15Entonces el rey de Egipto habló a las parteras de las hebreas, una de las cuales se llamaba Sifra, y la otra Puá, 16y les dijo: «Cuando estén asistiendo a las hebreas a dar a luz, y las vean sobre el lecho del parto, si es un hijo, le darán muerte, pero si es una hija, entonces vivirá». 17Pero las parteras temían a Dios, y no hicieron como el rey de Egipto les había mandado, sino que dejaron con vida a los niños.
18El rey de Egipto hizo llamar a las parteras y les dijo: «¿Por qué han hecho esto, y han dejado con vida a los niños?». 19Las parteras respondieron a Faraón: «Porque las mujeres hebreas no son como las egipcias, pues son robustas y dan a luz antes que la partera llegue a ellas». 20Dios favoreció a las parteras; y el pueblo se multiplicó y llegó a ser muy poderoso. 21Y por haber las parteras temido a Dios, Él prosperó sus familias. 22Entonces Faraón ordenó a todo su pueblo: «Todo hijo que nazcalo echarán al Nilo, pero a toda hija la dejarán con vida».

Éxodo 2

1Un hombre de la casa de Leví fue y tomó por mujer a una hija de Leví. 2Y la mujer concibió y dio a luz un hijo. Viendo que era hermoso, lo escondió por tres meses. 3Pero no pudiendo ocultarlo por más tiempo, tomó una cestilla de juncos y la cubrió con asfalto y brea. Entonces puso al niño en ella, y la colocó entre los juncos a la orilla del Nilo.

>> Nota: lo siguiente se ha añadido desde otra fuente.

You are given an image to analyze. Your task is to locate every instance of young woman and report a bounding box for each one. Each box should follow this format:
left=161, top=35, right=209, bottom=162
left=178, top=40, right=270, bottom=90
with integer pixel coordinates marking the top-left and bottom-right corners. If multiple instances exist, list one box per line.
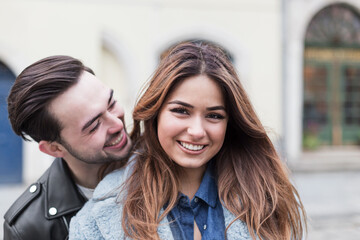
left=70, top=42, right=306, bottom=240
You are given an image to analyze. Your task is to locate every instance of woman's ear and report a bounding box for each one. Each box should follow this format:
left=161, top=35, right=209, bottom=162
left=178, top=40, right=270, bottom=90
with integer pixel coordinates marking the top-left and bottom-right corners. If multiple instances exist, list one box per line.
left=39, top=140, right=64, bottom=158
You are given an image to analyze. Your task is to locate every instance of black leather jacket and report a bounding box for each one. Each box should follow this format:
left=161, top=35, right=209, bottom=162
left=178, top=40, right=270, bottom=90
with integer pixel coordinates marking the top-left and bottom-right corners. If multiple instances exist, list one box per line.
left=4, top=159, right=86, bottom=240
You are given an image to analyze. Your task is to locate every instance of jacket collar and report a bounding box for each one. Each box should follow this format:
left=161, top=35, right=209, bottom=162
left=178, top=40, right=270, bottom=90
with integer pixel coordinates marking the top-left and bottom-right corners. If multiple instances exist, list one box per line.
left=45, top=158, right=86, bottom=219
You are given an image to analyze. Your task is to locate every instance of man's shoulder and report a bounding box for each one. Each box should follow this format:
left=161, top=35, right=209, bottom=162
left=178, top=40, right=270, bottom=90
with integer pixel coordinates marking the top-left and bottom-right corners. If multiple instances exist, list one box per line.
left=4, top=159, right=85, bottom=235
left=4, top=169, right=49, bottom=225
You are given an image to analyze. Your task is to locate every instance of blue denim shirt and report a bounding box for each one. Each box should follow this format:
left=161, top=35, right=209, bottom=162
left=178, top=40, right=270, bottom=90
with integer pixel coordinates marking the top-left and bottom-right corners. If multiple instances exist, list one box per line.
left=167, top=163, right=225, bottom=240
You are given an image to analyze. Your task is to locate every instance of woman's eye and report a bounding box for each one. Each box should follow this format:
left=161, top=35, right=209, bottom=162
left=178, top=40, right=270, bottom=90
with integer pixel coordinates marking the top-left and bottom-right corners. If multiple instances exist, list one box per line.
left=90, top=120, right=100, bottom=133
left=108, top=100, right=116, bottom=110
left=170, top=108, right=188, bottom=114
left=208, top=113, right=225, bottom=119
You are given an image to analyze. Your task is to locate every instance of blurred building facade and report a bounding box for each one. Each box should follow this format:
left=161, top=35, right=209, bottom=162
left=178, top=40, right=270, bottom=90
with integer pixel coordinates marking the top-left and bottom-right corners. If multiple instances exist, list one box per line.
left=0, top=0, right=360, bottom=182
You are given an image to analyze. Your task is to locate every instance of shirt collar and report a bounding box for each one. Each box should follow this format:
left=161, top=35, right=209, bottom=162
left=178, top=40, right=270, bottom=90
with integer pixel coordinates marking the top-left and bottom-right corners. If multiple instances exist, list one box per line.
left=195, top=162, right=218, bottom=208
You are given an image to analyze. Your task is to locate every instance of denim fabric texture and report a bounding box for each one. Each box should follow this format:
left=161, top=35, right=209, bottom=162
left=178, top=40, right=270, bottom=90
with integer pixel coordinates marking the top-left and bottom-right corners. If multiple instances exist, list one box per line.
left=168, top=163, right=225, bottom=240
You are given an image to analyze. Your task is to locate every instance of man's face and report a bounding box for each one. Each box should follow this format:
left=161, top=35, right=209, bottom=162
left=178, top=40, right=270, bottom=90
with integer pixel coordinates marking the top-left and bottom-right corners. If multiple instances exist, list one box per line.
left=49, top=71, right=131, bottom=164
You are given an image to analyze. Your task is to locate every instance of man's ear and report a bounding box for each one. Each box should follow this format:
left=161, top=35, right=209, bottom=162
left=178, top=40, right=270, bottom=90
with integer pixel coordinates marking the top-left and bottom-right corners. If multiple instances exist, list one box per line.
left=39, top=140, right=64, bottom=158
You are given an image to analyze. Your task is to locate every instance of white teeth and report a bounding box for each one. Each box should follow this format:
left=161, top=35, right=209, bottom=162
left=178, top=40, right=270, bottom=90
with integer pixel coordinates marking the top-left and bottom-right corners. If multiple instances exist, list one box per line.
left=180, top=142, right=205, bottom=151
left=106, top=133, right=123, bottom=147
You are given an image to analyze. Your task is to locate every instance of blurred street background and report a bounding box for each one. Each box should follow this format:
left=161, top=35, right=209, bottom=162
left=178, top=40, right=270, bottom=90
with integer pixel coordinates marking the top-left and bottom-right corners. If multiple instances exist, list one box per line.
left=0, top=0, right=360, bottom=240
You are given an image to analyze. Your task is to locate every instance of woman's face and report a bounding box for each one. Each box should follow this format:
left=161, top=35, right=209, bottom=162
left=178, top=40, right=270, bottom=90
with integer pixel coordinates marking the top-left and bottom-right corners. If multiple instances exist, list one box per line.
left=158, top=75, right=228, bottom=174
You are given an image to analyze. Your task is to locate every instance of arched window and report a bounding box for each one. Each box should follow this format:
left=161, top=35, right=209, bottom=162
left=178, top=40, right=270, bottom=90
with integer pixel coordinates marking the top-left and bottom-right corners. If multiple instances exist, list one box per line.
left=303, top=4, right=360, bottom=148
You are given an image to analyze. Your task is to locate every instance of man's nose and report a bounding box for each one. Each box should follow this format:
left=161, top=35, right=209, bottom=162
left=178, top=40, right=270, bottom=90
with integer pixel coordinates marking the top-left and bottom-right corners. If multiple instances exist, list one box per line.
left=187, top=117, right=205, bottom=139
left=106, top=112, right=124, bottom=134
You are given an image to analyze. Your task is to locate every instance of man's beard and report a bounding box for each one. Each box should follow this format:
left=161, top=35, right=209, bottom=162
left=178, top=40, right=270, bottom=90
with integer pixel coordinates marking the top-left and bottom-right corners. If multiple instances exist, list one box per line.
left=60, top=139, right=131, bottom=164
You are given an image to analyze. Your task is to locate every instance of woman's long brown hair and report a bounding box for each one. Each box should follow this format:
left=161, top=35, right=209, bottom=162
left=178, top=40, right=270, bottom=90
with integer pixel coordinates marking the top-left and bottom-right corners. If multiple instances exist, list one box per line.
left=122, top=42, right=306, bottom=240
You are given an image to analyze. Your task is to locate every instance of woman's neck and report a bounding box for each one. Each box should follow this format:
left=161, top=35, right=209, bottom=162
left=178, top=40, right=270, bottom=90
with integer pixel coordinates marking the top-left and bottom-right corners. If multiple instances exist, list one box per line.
left=179, top=165, right=207, bottom=200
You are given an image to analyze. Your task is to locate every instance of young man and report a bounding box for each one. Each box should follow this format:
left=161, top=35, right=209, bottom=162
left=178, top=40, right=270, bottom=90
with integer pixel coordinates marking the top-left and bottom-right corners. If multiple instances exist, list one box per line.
left=4, top=56, right=131, bottom=240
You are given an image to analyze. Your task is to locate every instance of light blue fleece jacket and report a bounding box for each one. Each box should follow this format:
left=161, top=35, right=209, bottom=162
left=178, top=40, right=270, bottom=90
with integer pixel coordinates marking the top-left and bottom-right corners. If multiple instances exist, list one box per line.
left=69, top=167, right=251, bottom=240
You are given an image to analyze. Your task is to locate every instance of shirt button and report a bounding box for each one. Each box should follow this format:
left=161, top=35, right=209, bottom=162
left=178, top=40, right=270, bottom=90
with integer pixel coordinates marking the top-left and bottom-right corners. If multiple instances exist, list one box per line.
left=49, top=207, right=57, bottom=216
left=29, top=185, right=37, bottom=193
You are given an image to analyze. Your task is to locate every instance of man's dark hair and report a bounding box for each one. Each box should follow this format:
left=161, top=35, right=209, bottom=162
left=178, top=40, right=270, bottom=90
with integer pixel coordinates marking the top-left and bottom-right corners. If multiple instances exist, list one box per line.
left=7, top=56, right=94, bottom=142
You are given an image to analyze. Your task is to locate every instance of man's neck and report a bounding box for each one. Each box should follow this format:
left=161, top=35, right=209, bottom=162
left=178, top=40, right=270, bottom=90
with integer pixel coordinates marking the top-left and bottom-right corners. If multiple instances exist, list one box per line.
left=64, top=158, right=102, bottom=188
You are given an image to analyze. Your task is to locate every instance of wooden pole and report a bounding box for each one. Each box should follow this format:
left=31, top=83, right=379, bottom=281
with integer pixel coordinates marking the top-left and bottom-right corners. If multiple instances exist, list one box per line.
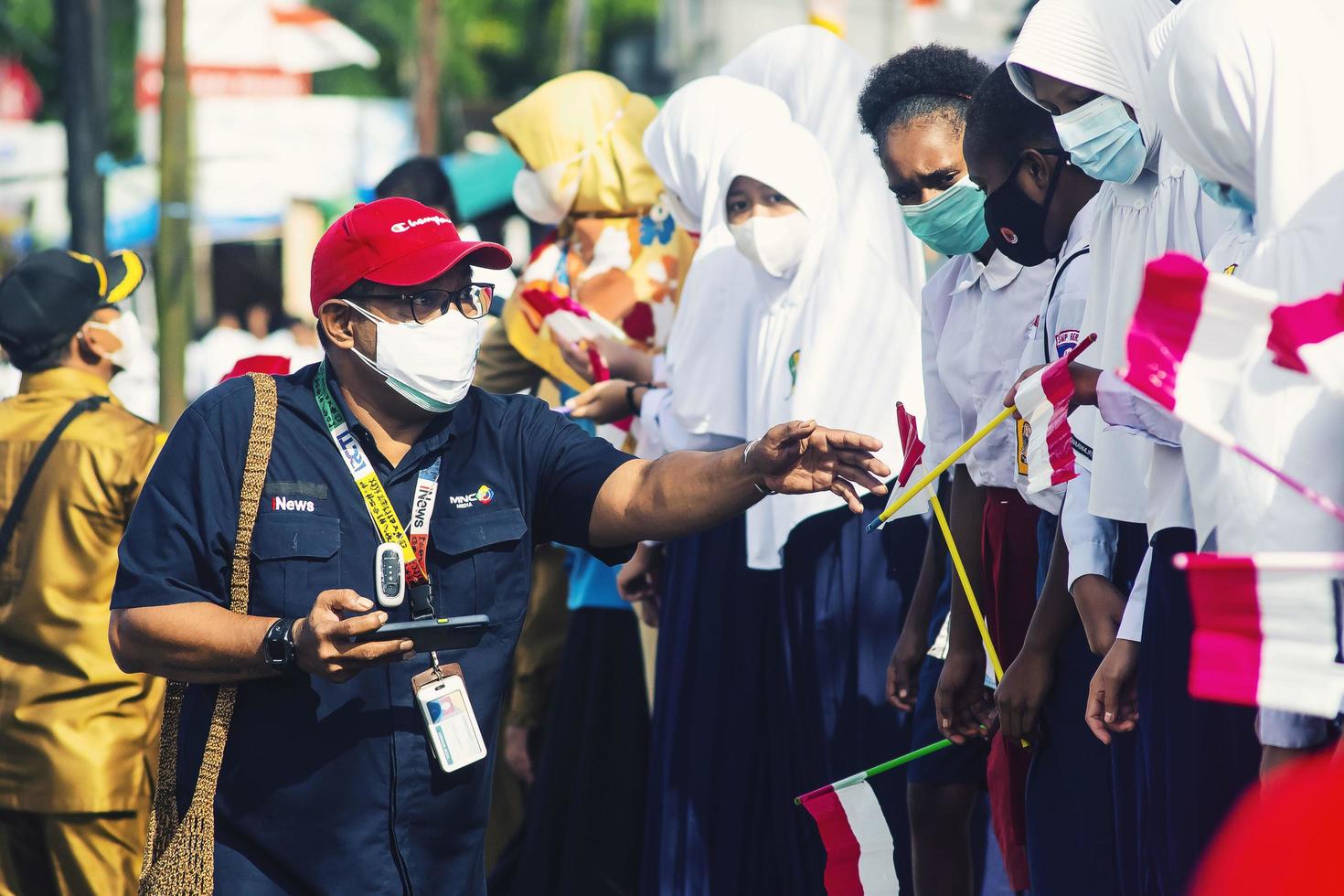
left=57, top=0, right=109, bottom=257
left=414, top=0, right=443, bottom=155
left=155, top=0, right=195, bottom=427
left=557, top=0, right=587, bottom=75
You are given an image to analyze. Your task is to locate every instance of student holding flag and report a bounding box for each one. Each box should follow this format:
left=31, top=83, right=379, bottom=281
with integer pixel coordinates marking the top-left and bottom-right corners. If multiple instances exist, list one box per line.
left=859, top=46, right=1053, bottom=892
left=1149, top=0, right=1344, bottom=771
left=963, top=66, right=1124, bottom=896
left=1008, top=0, right=1247, bottom=892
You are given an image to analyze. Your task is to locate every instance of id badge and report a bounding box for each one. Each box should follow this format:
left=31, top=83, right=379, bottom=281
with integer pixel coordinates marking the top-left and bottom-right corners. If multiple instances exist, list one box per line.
left=411, top=662, right=486, bottom=773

4La hermana del niño se puso a lo lejos para ver qué le sucedería. 5Cuando la hija de Faraón bajó a bañarse al Nilo, mientras sus doncellas se paseaban por la ribera del río, vio la cestilla entre los juncos y mandó a una criada suya para que la trajera.
6Al abrirla, vio al niño, y oyó que el niño lloraba. Le tuvo compasión, y dijo: «Este es uno de los niños de los hebreos». 7Entonces la hermana del niño dijo a la hija de Faraón: «¿Quiere que vaya y llame a una nodriza de las hebreas para que críe al niño?». 8«Sí, ve», respondió la hija de Faraón. La muchacha fue y llamó a la madre del niño.

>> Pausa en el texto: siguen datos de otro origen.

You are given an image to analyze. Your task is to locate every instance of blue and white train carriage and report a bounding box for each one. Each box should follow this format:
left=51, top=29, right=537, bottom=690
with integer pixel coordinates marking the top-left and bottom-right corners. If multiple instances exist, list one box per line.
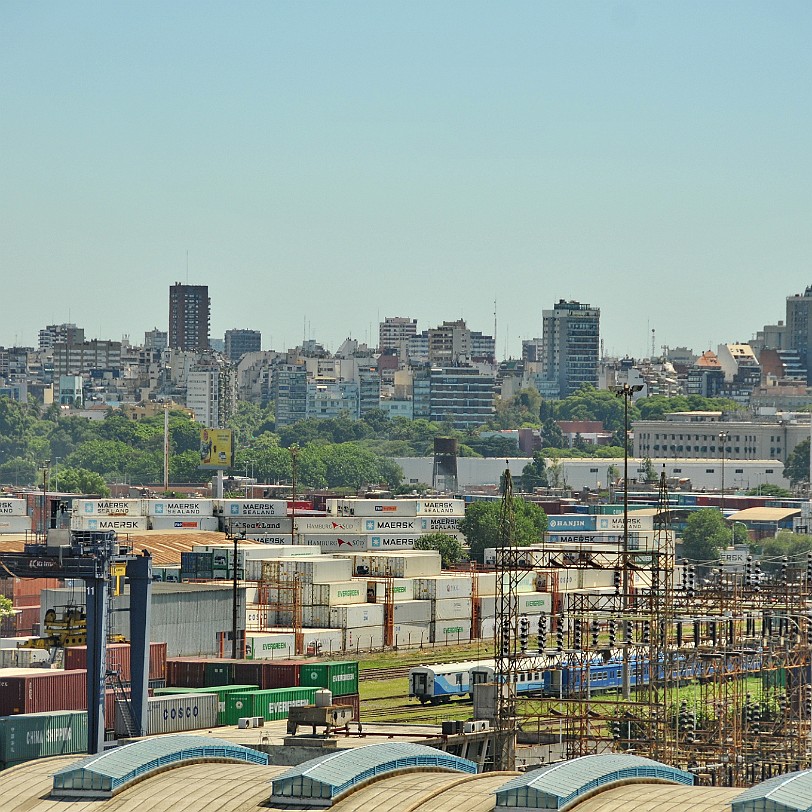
left=409, top=660, right=495, bottom=704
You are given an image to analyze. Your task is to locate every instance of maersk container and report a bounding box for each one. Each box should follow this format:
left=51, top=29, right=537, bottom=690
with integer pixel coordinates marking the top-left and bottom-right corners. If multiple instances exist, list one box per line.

9Y la hija de Faraón le dijo: «Llévate a este niño y críamelo, y yo te daré tu salario». La mujer tomó al niño y lo crió. 10Cuando el niño creció, ella lo llevó a la hija de Faraón, y vino a ser hijo suyo; y le puso por nombre Moisés, diciendo: «Pues lo he sacado de las aguas».

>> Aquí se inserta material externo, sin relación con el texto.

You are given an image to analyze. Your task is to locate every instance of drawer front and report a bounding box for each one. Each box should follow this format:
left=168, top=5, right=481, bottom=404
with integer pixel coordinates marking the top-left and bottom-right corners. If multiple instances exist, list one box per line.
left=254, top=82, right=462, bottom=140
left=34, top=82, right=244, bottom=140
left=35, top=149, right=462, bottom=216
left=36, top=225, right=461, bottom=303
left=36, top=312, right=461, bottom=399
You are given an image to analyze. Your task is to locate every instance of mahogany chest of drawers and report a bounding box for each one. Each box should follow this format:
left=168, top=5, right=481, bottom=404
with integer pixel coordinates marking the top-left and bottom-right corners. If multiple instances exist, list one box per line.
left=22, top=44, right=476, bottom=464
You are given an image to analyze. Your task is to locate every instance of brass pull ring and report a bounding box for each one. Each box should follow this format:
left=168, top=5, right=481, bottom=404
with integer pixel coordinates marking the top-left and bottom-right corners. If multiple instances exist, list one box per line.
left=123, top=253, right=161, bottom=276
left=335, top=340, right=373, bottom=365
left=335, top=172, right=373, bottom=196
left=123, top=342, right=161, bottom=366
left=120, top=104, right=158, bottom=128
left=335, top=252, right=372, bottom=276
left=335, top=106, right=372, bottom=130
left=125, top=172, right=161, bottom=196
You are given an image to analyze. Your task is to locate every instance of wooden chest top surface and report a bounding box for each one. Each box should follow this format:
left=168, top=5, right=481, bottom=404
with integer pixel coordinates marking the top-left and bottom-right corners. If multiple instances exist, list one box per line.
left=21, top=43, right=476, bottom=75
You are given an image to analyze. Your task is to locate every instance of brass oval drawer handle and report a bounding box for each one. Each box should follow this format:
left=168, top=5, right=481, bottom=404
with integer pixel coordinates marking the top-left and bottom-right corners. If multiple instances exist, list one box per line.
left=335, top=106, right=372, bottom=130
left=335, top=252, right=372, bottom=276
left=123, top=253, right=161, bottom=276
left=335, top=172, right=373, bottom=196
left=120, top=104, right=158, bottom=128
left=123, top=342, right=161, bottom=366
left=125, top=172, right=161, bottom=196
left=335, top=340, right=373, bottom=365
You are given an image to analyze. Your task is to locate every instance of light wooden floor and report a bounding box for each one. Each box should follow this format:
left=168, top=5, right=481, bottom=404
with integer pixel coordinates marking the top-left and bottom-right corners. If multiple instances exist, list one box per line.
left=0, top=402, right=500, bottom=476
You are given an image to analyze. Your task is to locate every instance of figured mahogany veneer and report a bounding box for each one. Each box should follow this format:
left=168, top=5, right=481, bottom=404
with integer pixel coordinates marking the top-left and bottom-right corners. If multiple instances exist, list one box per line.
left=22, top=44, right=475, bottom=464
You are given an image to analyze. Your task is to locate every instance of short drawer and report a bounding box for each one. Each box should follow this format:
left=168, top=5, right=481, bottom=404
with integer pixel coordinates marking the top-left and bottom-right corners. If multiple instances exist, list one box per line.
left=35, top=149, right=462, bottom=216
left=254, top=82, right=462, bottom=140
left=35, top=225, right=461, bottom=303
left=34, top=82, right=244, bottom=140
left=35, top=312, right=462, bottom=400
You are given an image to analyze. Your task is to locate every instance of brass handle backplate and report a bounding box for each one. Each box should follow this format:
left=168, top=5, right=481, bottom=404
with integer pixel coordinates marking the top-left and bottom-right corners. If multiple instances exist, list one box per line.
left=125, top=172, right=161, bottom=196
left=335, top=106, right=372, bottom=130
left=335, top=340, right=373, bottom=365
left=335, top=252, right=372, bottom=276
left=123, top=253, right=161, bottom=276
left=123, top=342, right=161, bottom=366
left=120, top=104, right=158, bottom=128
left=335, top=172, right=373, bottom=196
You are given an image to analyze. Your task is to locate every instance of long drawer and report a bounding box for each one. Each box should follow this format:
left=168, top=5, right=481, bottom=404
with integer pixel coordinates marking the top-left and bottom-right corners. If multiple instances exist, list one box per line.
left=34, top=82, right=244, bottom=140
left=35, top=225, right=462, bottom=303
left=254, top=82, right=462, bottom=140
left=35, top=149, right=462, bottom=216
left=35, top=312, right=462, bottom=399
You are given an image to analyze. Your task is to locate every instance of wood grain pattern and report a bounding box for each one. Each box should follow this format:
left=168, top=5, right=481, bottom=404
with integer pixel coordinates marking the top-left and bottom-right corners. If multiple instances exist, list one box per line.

11En aquellos días, crecido ya Moisés, salió a donde sus hermanos y vio sus duros trabajos. Vio a un egipcio golpeando a un hebreo, a uno de sus hermanos. 12Entonces miró alrededor y cuando vio que no había nadie, mató al egipcio y lo escondió en la arena.
13Al día siguiente salió y vio a dos hebreos que reñían, y dijo al culpable: «¿Por qué golpeas a tu compañero?». 14«¿Quién te ha puesto de príncipe o de juez sobre nosotros?», le respondió el culpable. «¿Estás pensando matarme como mataste al egipcio?». Entonces Moisés tuvo miedo, y dijo: «Ciertamente se ha divulgado lo sucedido». 15Al enterarse Faraón de lo que había pasado, trató de matar a Moisés. Pero Moisés huyó de la presencia de Faraón y se fue a vivir a la tierra de Madián, y allí se sentó junto a un pozo.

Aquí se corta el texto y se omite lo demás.